Either the Darkness alters—
Or something in the sight
Adjusts itself to Midnight—
And Life steps almost straight.

—Emily Dickinson, 419

 

For my parents

Witness

Chilled moonrise, his mother now in bed,

her terror tranquilizing with the cold idea,

we scoured the neighborhood with searchlights,

the woods behind his school; the lumberyard's

cesspool, a black moon in the grass, called

everyone and no one, called to me.

Jackknifed in the pipe, he could not shinny up

the mud and ooze, the narrow walls collapsing,

dark water notching up his spine.

Did he see me swimming in the glazed eye

of light he woke to, did he wake at all,

as the icy noose of water tightened around

his chin, the north star of the squad car

flashing?

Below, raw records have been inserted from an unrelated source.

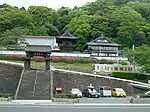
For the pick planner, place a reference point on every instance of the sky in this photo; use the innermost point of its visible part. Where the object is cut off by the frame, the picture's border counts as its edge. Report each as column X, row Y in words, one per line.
column 55, row 4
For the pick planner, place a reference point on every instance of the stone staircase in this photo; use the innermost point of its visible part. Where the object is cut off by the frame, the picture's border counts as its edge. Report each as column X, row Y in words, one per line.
column 34, row 86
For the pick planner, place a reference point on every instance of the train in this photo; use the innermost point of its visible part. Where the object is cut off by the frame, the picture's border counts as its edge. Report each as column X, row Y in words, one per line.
column 109, row 68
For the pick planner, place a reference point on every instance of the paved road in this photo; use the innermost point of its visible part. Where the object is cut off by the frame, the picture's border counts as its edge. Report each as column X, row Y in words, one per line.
column 75, row 108
column 105, row 100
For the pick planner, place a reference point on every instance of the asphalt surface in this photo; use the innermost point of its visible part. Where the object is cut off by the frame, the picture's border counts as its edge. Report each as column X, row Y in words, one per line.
column 103, row 100
column 75, row 108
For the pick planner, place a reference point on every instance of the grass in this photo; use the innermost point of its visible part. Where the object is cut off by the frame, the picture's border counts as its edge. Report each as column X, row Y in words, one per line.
column 42, row 64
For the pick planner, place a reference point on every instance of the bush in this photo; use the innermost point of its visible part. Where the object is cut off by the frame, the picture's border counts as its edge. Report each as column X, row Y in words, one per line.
column 38, row 59
column 68, row 96
column 94, row 60
column 55, row 59
column 104, row 61
column 1, row 56
column 130, row 76
column 63, row 59
column 4, row 95
column 69, row 60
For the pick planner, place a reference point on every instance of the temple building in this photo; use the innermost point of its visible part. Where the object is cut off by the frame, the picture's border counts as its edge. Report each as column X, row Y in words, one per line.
column 102, row 47
column 66, row 42
column 63, row 43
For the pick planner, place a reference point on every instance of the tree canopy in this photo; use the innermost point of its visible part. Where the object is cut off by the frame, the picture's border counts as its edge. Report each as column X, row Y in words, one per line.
column 124, row 21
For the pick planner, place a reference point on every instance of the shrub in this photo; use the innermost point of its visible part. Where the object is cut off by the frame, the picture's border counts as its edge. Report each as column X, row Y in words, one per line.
column 93, row 60
column 55, row 59
column 4, row 95
column 1, row 56
column 8, row 57
column 103, row 61
column 69, row 60
column 14, row 57
column 130, row 76
column 68, row 96
column 63, row 59
column 38, row 58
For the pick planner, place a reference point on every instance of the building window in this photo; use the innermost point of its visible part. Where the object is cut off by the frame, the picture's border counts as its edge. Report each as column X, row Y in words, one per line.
column 116, row 68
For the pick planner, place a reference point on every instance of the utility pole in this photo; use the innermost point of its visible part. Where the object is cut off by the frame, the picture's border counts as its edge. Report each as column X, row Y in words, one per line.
column 51, row 83
column 133, row 47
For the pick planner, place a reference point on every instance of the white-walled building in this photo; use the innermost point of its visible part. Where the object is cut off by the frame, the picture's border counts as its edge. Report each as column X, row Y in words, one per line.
column 43, row 40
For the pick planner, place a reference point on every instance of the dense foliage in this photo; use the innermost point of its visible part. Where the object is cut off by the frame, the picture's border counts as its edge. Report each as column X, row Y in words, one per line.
column 140, row 56
column 124, row 21
column 131, row 76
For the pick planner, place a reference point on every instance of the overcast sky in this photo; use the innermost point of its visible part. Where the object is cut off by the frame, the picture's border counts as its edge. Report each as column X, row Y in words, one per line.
column 55, row 4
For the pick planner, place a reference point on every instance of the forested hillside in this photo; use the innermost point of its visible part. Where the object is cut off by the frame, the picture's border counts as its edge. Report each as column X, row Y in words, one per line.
column 124, row 21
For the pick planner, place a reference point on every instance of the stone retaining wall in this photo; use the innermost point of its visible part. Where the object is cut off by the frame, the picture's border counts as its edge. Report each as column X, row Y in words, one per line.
column 9, row 77
column 66, row 81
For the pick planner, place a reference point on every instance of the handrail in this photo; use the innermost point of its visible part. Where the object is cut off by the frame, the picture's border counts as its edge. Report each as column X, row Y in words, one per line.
column 19, row 84
column 101, row 76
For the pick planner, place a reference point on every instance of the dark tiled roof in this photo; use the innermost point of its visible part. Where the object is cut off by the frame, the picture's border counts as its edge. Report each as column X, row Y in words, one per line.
column 103, row 44
column 38, row 48
column 67, row 35
column 39, row 36
column 108, row 42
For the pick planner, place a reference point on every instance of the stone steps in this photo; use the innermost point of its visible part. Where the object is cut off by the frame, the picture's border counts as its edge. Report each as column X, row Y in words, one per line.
column 34, row 86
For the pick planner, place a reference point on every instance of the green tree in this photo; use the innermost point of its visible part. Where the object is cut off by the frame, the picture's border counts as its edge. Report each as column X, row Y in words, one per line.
column 81, row 28
column 141, row 56
column 13, row 37
column 15, row 18
column 126, row 26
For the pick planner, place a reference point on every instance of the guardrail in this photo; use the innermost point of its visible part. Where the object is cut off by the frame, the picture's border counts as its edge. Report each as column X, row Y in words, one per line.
column 88, row 74
column 101, row 76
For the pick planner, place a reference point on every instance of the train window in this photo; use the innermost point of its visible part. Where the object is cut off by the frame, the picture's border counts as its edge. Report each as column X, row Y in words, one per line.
column 97, row 67
column 121, row 68
column 116, row 68
column 125, row 69
column 112, row 68
column 129, row 69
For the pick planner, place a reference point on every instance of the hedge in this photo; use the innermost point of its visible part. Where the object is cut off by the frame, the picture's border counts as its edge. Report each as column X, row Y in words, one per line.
column 131, row 76
column 68, row 96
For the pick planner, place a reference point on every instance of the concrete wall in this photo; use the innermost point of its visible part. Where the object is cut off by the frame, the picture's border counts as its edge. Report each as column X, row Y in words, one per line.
column 9, row 77
column 69, row 80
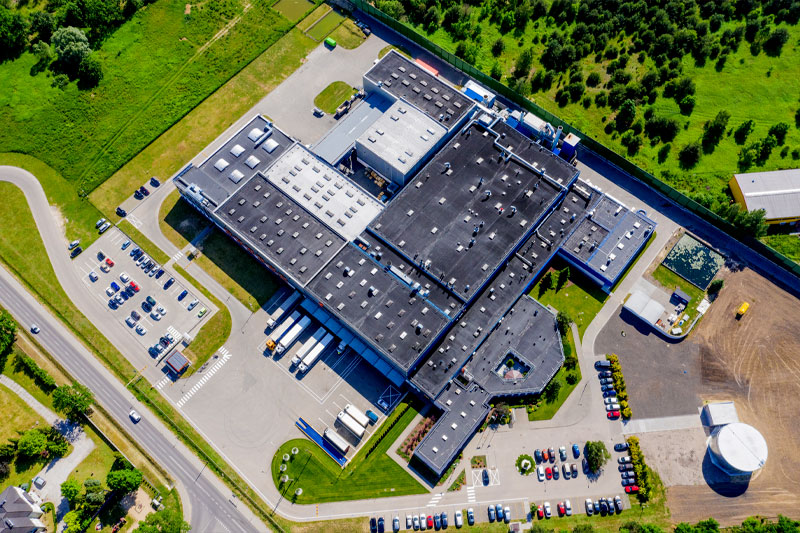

Navigating by touch and shadow,

our lasso caught his feet. We tugged.

His head slipped deeper in the cavity.

Helpless, I held my breath. Hand over hand,

we hauled him up and out into the humming air:

limp and shivering, feet-first.

He swung a long moment over us, shiny,

bigger than we thought, his face bruised blue

by metallic light. Cold gravity; release.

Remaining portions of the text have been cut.